By the late medieval period the land on St Mary’s Street was principally in the ownership of the Bishop or the Prior. In the 1417 survey of Ely the corner of St Mary’s Street and Downham Street was known as Mepsale’s and the adjoining tenement known as Mepsale’s tenement or ‘the tenement lately John Mepsale’s’, the latter suggesting that Mepsale may have recently given it up or have died (Holton Krayenbuhl, 2011, 133). John Mepsale or John of Meppershall was a notable figure in Ely in this period, as the architect at the abbey. He was allegedly responsible for the construction of the smaller, western octagon at the abbey in the late C14 and was certainly the mason for the Porta or south gate built c1400 (Maddison, 1998, 92). This suggests that the tenements along this street were relatively high status, and that there were strong links to the abbey amongst the tenants living there.
The present building occupying the site at the junction with Downham Road is comprised of multiple phases of development, the earliest of these apparently dating to the C16, this forming a double-storied range running along St Mary’s Street. The most coherent phase visible within the building is the C17 northeast wing along the Downham Road street frontage, which was built as an extension to the earlier range to provide additional domestic accommodation consisting of a room at both ground- and first-floor level.
Into the C18, the building saw a remodelling which included the addition of new sash window openings and, internally, a series of high-quality two-panel doors. Further extension appears to have been undertaken in the C19 with the single-storey, one room addition to the end of the C17 wing, probably providing some form of outbuilding or service area. Further service provision may have been offered by the detached C19 building to the rear of 38a St Mary’s Street that is now 1c Downham Road. This is in separate ownership and is not covered by this List Entry but does appear to have been built as an outbuilding to No 38a. By the C19 the portion of the building fronting onto St Mary’s Street was certainly in commercial use, it was at this time that the present shop window and two-leaf curved corner door were introduced. This part of the building appears to have accommodated two separate commercial premises as indicated by the separate doorways on the southwestern side of the St Mary’s Street elevation and the corner section of the building. The exact date of the C19 work is not known, though it appears that the gable end chimney would have been reconstructed at the same time as the adjacent building occupying No 40-42, which has a datestone of 1840 which may indicate the time of a wider phase of development at No 38a.
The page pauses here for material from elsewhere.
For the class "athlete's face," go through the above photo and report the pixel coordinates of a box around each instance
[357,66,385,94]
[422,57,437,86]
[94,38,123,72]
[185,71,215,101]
The most recent phase of notable development took place late in the C20, when the interior of the main range fronting onto St Mary’s Street appears to have been reconfigured. This has seen the removal of the majority of earlier partitions at ground-floor level and the construction of a single-storey extension which enclosed the southwest section of the courtyard set to the rear of the building.
In the original List entry for 38a St Mary’s Street (December 1968), it was described as: ‘Mainly a Cl7 plastered brick house with a cross wing at the south end. Altered in C18 and C19. 2 storeys. 2 window range on each front (north-east and south-east), double-hung sashes with single vertical glazing bars (a C20 casement). The ground storey has C19 shop windows and a corner entrance. Roof tiled, steeply pitched.’
38a St Mary’s Street is listed at Grade II for the following principal reasons:
* Architectural interest: as a building with C16 origins and a range of subsequent phases covering four centuries. Surviving fabric and structural detail from each phase reflects the changing needs of succeeding occupants, thus providing important evidence for historic building traditions;
* Historic interest: it lies within the area of settlement described on John Speed’s map of 1610/1611, a street pattern established by the early C15, and makes an important contribution to the historical development of the townscape;
* Group value: it lies within the Ely Conservation Area, and is one of 198 listed buildings in the city, thus forming part of a collection which illustrates building traditions spanning several centuries.